Pengalaman bahagia atau sengsara yang berpangkal dari keberhasilan atau kegagalan memenuhi
perjanjian dengan Tuhan adalah merupakan pengalaman ruhani.
Keutuhan atau keterpecahan psikologis merupakan pangkal pengalaman senang atau susah yang
lebih tinggi dan mengatasi perasaan nyaman dan tidak nyaman oleh keadaan badan yang sehat
atau sakit. Dan pengalaman bahagia atau sengsara dalam dimensi ruhani mengatasi dan lebih
tinggi dari pada pengalaman manapun, psikologis, apalagi fisiologis, hidup manusia. Jadi juga
lebih hakiki, lebih abadi, dan lebih wujud dari pada lain-lainnya itu.
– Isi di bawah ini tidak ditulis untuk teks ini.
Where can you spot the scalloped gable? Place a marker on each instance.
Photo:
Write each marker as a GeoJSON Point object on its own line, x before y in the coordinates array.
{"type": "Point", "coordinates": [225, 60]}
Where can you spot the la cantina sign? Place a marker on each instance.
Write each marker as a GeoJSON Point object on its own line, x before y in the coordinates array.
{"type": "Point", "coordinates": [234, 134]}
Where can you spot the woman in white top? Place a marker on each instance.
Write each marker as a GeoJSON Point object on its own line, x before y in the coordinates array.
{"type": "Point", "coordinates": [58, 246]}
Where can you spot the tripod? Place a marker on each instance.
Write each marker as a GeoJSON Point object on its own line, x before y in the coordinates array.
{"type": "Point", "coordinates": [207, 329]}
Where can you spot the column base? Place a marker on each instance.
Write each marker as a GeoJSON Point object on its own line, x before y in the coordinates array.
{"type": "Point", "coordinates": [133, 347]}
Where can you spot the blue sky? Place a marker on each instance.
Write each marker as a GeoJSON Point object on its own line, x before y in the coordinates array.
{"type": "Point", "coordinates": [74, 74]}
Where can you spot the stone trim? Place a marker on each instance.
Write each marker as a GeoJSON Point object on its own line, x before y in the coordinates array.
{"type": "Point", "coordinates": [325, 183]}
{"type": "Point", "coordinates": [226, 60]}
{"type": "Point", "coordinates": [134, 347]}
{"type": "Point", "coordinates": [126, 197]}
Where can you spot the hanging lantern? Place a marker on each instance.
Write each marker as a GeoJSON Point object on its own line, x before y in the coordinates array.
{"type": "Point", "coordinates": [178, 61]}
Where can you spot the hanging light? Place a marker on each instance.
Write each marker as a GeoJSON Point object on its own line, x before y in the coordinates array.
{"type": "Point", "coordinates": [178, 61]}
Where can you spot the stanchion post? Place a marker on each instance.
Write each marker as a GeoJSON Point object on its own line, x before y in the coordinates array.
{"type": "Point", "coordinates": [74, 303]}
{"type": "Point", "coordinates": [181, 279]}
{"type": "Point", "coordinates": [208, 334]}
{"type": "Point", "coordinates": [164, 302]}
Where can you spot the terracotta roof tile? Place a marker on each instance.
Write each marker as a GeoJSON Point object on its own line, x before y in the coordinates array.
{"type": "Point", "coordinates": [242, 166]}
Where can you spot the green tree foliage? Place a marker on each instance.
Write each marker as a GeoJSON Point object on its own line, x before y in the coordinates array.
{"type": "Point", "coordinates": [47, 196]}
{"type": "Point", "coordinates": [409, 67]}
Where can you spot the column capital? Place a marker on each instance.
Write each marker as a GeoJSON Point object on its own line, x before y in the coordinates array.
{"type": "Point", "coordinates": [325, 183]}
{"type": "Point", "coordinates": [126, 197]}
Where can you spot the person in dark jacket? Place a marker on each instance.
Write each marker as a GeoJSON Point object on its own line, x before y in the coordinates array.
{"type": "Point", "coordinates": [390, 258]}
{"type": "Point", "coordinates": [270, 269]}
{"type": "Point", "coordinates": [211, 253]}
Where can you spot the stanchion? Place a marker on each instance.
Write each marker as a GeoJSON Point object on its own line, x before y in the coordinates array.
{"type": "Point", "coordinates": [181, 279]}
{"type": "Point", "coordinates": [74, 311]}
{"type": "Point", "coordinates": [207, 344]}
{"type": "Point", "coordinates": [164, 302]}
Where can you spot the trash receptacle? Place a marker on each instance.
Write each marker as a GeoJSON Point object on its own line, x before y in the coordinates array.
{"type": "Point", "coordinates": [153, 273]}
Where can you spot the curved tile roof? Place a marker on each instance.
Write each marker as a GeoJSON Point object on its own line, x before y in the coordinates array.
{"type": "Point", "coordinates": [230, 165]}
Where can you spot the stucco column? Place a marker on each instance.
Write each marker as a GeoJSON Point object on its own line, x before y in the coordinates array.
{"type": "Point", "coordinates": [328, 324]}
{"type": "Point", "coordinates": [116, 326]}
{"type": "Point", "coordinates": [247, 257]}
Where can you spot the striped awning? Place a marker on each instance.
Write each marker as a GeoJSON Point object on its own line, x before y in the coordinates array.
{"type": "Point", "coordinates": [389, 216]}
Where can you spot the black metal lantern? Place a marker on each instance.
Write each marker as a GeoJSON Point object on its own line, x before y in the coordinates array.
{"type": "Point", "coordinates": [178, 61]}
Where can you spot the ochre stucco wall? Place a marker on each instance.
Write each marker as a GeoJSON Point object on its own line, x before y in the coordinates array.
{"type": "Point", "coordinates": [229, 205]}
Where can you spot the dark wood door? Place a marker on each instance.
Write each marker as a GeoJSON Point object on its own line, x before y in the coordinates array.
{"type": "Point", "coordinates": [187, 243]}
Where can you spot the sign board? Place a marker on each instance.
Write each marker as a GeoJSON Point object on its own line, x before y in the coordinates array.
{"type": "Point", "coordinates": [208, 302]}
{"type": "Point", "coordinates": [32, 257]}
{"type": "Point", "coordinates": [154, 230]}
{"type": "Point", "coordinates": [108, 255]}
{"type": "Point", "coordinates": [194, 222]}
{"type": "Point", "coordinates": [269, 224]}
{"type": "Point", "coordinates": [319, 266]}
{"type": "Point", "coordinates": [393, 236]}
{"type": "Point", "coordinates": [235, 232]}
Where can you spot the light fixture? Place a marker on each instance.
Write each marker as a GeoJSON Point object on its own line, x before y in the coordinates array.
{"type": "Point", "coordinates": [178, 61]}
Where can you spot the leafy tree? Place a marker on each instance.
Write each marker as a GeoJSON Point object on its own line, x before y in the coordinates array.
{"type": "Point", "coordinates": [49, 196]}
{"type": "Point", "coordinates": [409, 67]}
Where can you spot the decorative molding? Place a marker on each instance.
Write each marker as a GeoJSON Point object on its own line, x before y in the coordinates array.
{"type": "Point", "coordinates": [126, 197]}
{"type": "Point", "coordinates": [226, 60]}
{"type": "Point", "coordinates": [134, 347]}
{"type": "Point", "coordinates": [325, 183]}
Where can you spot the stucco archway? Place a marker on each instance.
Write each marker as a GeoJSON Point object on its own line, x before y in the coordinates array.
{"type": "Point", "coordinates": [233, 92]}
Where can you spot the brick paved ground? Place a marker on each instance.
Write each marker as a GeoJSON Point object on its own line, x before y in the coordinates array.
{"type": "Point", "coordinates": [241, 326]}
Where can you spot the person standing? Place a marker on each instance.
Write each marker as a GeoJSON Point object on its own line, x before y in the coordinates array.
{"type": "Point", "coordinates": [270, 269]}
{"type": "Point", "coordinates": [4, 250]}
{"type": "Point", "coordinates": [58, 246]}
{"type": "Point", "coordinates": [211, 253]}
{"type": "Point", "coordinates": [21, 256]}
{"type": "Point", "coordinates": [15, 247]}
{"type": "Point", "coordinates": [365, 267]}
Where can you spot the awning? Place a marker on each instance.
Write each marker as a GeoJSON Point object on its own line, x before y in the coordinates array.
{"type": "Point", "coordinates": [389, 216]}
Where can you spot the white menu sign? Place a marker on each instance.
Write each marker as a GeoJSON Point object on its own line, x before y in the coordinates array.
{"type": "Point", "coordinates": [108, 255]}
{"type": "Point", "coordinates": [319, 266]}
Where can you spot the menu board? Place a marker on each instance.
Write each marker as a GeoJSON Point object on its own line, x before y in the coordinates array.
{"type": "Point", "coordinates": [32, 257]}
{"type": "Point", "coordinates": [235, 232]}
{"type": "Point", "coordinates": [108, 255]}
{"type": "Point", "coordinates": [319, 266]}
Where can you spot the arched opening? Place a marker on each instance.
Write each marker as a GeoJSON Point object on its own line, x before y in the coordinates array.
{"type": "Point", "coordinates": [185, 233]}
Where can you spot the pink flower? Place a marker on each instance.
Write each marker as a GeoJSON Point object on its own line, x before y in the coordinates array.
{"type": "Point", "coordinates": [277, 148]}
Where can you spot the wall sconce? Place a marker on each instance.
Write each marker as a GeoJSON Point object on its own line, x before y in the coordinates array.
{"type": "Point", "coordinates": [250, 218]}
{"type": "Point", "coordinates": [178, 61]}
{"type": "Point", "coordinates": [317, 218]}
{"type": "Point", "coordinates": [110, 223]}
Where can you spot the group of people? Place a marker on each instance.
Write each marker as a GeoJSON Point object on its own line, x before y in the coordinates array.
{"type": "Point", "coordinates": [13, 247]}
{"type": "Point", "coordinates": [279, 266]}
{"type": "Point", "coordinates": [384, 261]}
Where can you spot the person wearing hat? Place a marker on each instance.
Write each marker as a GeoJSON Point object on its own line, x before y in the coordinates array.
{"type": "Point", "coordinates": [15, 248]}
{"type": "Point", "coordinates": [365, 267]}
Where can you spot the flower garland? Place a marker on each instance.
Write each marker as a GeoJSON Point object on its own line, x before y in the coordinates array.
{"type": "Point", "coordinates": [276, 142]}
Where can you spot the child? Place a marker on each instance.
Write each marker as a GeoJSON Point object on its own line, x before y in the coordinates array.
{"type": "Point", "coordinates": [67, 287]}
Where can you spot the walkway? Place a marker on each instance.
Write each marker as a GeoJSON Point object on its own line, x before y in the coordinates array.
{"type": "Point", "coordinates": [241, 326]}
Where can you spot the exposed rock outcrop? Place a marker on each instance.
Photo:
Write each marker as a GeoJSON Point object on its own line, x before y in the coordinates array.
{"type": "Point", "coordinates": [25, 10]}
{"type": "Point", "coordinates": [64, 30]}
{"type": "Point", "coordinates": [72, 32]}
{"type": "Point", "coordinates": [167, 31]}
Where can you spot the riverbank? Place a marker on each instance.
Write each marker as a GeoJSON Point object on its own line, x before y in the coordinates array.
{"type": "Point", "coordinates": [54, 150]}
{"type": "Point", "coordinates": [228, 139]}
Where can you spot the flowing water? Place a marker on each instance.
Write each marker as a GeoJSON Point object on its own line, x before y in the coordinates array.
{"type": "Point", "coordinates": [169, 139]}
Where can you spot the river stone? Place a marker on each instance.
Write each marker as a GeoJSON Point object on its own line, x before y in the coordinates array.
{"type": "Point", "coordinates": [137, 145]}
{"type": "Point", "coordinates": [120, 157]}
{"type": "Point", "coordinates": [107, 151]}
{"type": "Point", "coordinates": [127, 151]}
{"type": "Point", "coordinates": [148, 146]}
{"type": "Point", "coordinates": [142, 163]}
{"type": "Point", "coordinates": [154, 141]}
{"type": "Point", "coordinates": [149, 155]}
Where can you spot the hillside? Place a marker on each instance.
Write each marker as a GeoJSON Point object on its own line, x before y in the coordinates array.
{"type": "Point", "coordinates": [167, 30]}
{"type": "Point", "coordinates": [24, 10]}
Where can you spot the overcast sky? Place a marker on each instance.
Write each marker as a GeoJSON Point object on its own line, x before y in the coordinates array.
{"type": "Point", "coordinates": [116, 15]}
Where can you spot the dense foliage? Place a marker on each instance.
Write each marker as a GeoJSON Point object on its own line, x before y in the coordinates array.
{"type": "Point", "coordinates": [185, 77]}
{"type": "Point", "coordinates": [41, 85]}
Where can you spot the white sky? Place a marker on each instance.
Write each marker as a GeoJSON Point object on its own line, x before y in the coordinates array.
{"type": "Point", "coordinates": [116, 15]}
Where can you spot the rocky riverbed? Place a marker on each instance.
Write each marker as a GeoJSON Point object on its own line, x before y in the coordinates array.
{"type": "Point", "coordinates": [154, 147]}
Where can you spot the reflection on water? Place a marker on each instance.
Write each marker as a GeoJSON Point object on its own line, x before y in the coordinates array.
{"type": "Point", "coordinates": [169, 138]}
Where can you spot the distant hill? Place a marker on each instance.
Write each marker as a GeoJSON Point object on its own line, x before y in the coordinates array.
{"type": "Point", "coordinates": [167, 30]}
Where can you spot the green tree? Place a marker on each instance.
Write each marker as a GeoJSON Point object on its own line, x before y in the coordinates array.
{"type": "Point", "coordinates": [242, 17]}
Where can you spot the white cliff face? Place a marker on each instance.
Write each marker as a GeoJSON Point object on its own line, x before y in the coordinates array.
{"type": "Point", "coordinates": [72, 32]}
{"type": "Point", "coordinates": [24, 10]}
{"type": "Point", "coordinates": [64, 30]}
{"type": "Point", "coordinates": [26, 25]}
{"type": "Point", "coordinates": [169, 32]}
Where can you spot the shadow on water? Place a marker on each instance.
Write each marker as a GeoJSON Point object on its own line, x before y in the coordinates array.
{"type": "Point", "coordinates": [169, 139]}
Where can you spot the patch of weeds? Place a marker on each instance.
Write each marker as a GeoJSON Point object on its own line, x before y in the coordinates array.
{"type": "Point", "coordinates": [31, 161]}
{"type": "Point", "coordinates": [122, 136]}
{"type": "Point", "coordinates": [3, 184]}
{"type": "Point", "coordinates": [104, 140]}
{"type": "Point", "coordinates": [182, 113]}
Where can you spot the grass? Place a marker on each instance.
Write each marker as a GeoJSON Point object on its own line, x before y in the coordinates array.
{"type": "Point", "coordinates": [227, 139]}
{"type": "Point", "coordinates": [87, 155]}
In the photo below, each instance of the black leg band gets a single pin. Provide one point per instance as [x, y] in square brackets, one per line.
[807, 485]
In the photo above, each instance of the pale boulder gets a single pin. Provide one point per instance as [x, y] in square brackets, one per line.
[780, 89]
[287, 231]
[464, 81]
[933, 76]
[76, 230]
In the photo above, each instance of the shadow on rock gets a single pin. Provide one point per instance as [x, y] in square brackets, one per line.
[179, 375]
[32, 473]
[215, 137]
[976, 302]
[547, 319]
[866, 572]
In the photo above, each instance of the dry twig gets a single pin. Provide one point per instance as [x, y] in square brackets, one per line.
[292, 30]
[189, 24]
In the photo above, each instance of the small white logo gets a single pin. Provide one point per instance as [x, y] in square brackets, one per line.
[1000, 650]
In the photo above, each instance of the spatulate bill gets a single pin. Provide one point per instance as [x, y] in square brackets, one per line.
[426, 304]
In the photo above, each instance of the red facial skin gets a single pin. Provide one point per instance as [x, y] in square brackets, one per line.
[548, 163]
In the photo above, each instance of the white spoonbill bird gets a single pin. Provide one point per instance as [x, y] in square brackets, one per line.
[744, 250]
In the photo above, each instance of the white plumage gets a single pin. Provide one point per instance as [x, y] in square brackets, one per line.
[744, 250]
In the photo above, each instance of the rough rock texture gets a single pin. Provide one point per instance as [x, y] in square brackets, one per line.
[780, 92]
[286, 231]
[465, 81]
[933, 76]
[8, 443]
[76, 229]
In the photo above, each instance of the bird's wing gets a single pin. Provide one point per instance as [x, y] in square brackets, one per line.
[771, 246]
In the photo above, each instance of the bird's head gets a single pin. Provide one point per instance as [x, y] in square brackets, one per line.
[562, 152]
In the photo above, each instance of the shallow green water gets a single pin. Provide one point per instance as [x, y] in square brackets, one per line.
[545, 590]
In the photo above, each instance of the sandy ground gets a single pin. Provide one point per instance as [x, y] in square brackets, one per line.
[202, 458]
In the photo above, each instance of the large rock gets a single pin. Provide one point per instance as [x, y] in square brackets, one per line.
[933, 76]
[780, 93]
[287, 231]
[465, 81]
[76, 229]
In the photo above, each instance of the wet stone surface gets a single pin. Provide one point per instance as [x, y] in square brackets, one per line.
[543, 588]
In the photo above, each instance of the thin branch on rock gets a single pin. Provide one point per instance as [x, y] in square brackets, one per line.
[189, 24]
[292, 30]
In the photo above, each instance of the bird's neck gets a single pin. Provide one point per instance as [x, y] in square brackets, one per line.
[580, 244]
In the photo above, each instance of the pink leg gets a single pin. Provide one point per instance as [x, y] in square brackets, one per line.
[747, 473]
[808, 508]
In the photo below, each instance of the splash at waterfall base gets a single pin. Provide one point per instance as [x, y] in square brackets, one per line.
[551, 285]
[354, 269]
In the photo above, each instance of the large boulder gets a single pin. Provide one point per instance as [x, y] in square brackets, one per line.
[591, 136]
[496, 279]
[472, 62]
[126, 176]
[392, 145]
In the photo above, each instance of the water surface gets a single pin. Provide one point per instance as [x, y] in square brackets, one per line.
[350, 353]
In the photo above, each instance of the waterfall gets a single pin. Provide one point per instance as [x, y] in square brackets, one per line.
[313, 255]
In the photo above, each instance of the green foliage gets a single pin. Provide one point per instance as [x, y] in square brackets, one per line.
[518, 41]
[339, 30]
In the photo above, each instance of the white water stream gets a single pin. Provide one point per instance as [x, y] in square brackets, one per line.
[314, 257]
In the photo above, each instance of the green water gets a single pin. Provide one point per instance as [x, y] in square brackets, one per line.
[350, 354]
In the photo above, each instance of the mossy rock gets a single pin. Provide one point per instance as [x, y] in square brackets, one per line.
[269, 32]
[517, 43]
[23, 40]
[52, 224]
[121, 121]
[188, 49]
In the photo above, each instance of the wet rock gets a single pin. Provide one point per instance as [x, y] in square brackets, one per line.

Semua pengalaman fisiologis nyaman atau tidak nyaman, pengalaman psikologis senang atau
tidak senang, dan pengalaman spiritual bahagia atau tidak bahagia selalu terkait dengan
terpenuhi atau tidak terpenuhi hasrat untuk kembali kepada asal. Sejak dari bayi yang
merindukan ibunya dan merasa tenteram setelah berkumpul dengan ibunya itu, sampai kepada
kerinduan setiap orang untuk berkumpul dengan keluarganya dan kembali ke kampung halaman
tempat ia dilahirkan atau dibesarkan (yang merupakan dasar kejiwaan dorongan "mudik", baik
saat lebaran di Indonesia maupun saat Thanks Giving Day di Amerika), hasrat untuk kembali ke
asal itu langsung berkaitan dengan pengalaman-pengalaman mendalam pada masing-masing diri
manusia.
Hasrat untuk kembali yang paling hakiki ialah hasrat untuk kembali menemui Tuhan, asal segala
asal hidup manusia. Terkias dengan hasrat seorang anak untuk kembali kepada orang tuanya
yang diwujudkan dalam keinginan naluriah untuk berbakti kepada keduannya, hasrat untuk
kembali kepada Tuhan juga disertai dengan keinginan naluriah untuk berbakti atau
menghambakan diri ('abda, ber-ibadah) dan berserah diri (aslama, ber-Islam) kepada-Nya. Tidak
ada bakat atau pembawaan manusia yang lebih asli dan alami dari pada hasrat untuk menyembah
dan berbakti. Karena itu semua, maka ada ungkapan suci, "Kita semua berasal dari Allah dan
kita semua kembali kepada-Nya" (QS 2:156). Karena itu wajar sekali bahwa seruan dalam Kitab
Suci agar semua manusia kembali (ber-inabah) kepada Tuhan sekaligus dibarengi dengan seruan
untuk berserah diri (ber-islam) kepada-Nya.